TÜRKŞEKER VE ÖZEL ŞEKER SEKTÖRÜ ÇEŞİT ISLAHINDA SINIFTA KALDI

Türkşeker’in başarılı modelinin diğer ürünlere uygulanmasını konu aldık. Evet, Türkşeker bizim de hemfikir olduğumuz gibi ülke tarımı için çok olumlu işler yaptı fakat bir konu hariç: Tohumculuk, şeker pancarı çeşit ıslahı. Gelişen ülke tohumculuğu içinde en zayıf olduğumuz alan üretimde yerli ve millî bir şeker pancarı çeşidimizin olmamasıdır. Türkşeker bünyesinde 1932 yılında kurulan Şeker Enstitüsüne ve Pancar Ekicileri Kooperatifleri Birliği bünyesinde 1963 yılında kurulan ilk özel sektör tohumculuk kuruluşu olan BETA Tohumculuk varken ve yıllık yaklaşık 250 milyon TL bir tohum pazarına rağmen bir tek yerli şeker pancarı çeşidimiz mevcut değildir. Tohum üretimi yerlidir fakat çeşit yerli değildir. Bu konu değişik toplantılarda gündeme getirilmesine rağmen bu alanda geliştirilen birkaç üniversite-TAGEM-TÜBİTAK projesi haricinde ciddi bir çalışma yoktur.

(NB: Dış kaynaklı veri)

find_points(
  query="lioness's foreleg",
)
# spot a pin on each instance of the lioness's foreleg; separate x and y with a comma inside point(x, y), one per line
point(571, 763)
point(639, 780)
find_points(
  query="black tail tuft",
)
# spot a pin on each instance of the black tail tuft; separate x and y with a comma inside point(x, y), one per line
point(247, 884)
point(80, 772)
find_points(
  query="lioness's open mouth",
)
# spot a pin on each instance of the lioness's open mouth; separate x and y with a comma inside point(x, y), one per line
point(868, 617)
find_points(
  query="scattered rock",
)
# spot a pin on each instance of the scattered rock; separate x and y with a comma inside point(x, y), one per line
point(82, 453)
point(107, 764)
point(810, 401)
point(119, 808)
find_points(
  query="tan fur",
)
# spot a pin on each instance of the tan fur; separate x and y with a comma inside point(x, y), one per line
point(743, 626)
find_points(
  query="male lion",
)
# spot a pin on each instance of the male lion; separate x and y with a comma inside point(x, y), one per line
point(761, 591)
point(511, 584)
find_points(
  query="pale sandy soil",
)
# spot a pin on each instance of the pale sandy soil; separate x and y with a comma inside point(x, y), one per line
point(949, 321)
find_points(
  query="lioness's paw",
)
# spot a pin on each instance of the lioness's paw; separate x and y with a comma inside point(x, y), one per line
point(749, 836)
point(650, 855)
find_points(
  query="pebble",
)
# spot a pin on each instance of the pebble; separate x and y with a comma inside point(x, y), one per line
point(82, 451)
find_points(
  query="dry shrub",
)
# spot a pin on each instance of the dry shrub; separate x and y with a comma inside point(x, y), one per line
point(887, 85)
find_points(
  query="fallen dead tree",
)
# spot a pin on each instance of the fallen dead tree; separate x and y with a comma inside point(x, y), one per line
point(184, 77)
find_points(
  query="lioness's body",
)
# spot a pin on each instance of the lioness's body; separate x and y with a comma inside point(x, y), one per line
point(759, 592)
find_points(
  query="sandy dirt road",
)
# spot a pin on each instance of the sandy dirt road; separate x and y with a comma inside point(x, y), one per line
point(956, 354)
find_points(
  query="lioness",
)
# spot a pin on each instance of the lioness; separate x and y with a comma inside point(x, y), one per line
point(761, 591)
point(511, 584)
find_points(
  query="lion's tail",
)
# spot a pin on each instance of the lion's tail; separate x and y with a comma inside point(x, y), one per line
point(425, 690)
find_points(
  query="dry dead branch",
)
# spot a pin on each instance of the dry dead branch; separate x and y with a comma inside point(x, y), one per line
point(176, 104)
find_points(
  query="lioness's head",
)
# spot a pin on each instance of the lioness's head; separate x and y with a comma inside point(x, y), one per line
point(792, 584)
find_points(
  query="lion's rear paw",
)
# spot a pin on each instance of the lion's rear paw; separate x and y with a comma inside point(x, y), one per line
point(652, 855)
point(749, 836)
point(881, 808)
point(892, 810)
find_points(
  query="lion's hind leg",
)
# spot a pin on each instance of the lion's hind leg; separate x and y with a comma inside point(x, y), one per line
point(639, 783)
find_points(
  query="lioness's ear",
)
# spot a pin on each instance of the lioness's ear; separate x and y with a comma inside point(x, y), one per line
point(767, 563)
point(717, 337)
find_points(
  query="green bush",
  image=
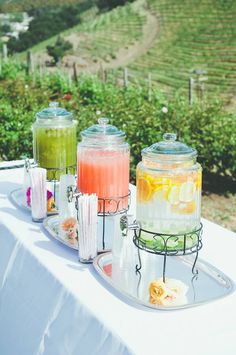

TÜBİTAK ve TAGEM bu konuya özel çağrılı proje kapsamına almalıdır. Bu konuda çalışan başta BETA olmak üzere özel sektör konuya daha fazla sahip çıkmalıdır. Bu konuda söylen fakat bir türlü açığa konmayan, görünmeyen birtakım engeller var ise bu engeller ortadan kaldırılmalıdır. Türkşeker ve özel şeker sanayi bu konuya daha fazla destek vermelidir. Ülkemizde 2,3 milyon ton şeker üretimi varken, önemli bir şeker pancarı ekonomisine sahip olan ne Türkşeker ve ne de ülke şeker piyasasının yaklaşık yüzde 20’sine sahip ve birçok alanda tarım için önemli çözümler üreten hatta enerji alanlarına bile yatırım yapan Konya Şeker şeker pancarı üretiminin çeşit ıslahı konusuna ciddi bir adım atmamıştır.”